En Espagne, Madrid a déjà proposé de partager la souveraineté de Gibraltar, ce qui permettrait au territoire de garder un accès au marché unique de l’UE.

« Notre formule… est celle d’une co-souveraineté britannico-espagnole pendant une période limitée, qui débouche sur la restitution de Gibraltar » à l’Espagne, a déclaré Jose Manuel Garcia Margallo, ministre espagnol des Affaires étrangères à la radio.

Sur les 30 000 habitants de Gibraltar, une grande majorité a voté pour rester dans l’UE. 19 322 personnes ont voté pour et 823 ont voté contre l’UE.

Le petit éperon rocheux a une frontière terrestre – faisant aussi office de piste d’atterrissage –avec l’Espagne. Comme c’est le cas en Irlande, cette ligne devrait prochainement redevenir une vraie frontière. L’économie florissante du rocher dépend cependant en grande partie de son accès au marché unique.

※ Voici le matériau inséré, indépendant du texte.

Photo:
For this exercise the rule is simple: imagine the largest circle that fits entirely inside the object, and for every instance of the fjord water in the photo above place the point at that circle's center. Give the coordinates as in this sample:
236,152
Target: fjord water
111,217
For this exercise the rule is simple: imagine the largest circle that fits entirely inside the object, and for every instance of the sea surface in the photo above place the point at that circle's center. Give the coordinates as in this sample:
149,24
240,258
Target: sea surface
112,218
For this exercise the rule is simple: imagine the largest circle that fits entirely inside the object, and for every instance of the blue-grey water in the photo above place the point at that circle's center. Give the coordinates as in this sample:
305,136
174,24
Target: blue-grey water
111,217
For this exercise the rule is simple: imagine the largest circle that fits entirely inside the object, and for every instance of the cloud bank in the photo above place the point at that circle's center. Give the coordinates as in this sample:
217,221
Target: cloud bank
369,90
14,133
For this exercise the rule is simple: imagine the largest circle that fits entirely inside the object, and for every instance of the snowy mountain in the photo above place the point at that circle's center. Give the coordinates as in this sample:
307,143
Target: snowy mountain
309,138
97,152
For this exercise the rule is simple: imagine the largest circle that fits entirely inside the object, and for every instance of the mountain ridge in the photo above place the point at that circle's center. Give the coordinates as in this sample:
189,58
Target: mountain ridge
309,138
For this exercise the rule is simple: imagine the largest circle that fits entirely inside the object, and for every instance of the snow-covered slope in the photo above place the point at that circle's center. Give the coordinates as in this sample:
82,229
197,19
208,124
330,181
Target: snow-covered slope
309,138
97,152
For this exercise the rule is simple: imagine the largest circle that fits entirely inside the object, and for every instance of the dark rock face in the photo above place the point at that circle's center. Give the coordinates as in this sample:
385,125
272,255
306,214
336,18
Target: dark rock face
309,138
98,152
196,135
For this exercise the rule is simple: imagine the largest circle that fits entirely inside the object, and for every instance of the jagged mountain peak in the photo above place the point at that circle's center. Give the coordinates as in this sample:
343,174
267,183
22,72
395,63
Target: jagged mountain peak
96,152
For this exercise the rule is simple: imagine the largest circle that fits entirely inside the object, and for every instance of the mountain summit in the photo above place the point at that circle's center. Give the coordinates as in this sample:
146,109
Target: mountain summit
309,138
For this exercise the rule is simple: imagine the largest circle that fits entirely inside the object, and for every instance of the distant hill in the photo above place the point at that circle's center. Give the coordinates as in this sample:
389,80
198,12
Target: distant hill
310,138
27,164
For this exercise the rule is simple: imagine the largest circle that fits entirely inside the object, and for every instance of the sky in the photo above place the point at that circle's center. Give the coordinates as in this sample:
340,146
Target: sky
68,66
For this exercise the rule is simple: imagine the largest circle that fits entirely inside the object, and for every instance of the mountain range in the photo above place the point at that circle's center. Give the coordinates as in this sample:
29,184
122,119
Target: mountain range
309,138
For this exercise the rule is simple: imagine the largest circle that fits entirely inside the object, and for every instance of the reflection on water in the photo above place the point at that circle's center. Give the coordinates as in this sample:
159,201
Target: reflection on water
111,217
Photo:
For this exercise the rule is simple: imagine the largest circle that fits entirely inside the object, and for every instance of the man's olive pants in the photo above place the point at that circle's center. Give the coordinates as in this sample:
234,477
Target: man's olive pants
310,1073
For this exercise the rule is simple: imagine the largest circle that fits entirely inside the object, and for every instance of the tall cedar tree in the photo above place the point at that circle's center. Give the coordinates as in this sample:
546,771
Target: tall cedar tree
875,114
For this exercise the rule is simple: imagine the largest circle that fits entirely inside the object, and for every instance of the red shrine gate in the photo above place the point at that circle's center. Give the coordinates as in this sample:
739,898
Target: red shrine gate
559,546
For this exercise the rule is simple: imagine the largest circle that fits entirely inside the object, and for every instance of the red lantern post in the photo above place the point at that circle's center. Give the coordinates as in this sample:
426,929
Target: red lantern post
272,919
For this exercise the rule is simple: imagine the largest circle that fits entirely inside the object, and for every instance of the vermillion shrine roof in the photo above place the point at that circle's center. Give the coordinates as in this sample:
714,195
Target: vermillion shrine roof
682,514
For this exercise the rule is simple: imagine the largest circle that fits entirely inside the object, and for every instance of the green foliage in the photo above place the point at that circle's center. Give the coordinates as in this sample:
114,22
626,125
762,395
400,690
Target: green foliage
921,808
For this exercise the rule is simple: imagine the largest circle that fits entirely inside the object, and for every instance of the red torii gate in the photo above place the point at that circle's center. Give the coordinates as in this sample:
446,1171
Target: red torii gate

Le gouvernement conservateur espagnol, au pouvoir depuis 2011, a clairement manifesté son intention de récupérer Gibraltar, qui lui-même craint qu’un Brexit ne le laisse à la merci de Madrid.

>> Lire : Un Brexit empêcherait le Royaume-Uni de défendre Gibraltar

Les Espagnols se rendent aux urnes le dimanche 26 juin pour élire un nouveau gouvernement, une décision désormais liée au vote des Britanniques pour sortir de l’UE.

Le ministre espagnol des Affaires étrangères a rappelé que la question de Gibraltar ne relevait plus de la compétence de l’Union européenne. « C’est désormais un enjeu bilatéral qui sera négocié entre le Royaume-Uni et l’Espagne », a-t-il déclaré, ajoutant qu’il faudra trouver une solution si Gibraltar voulait garder un accès au marché unique européen.

Dans un tweet, Fabian Picardo, ministre en chef de Gibraltar a appelé au calme. « Nous avons surmonté des défis encore plus grands. Nous devons faire preuve d’unité, de calme et de réflexion rationnelle. Ensemble et unis nous continuerons à prospérer », a-t-il déclaré.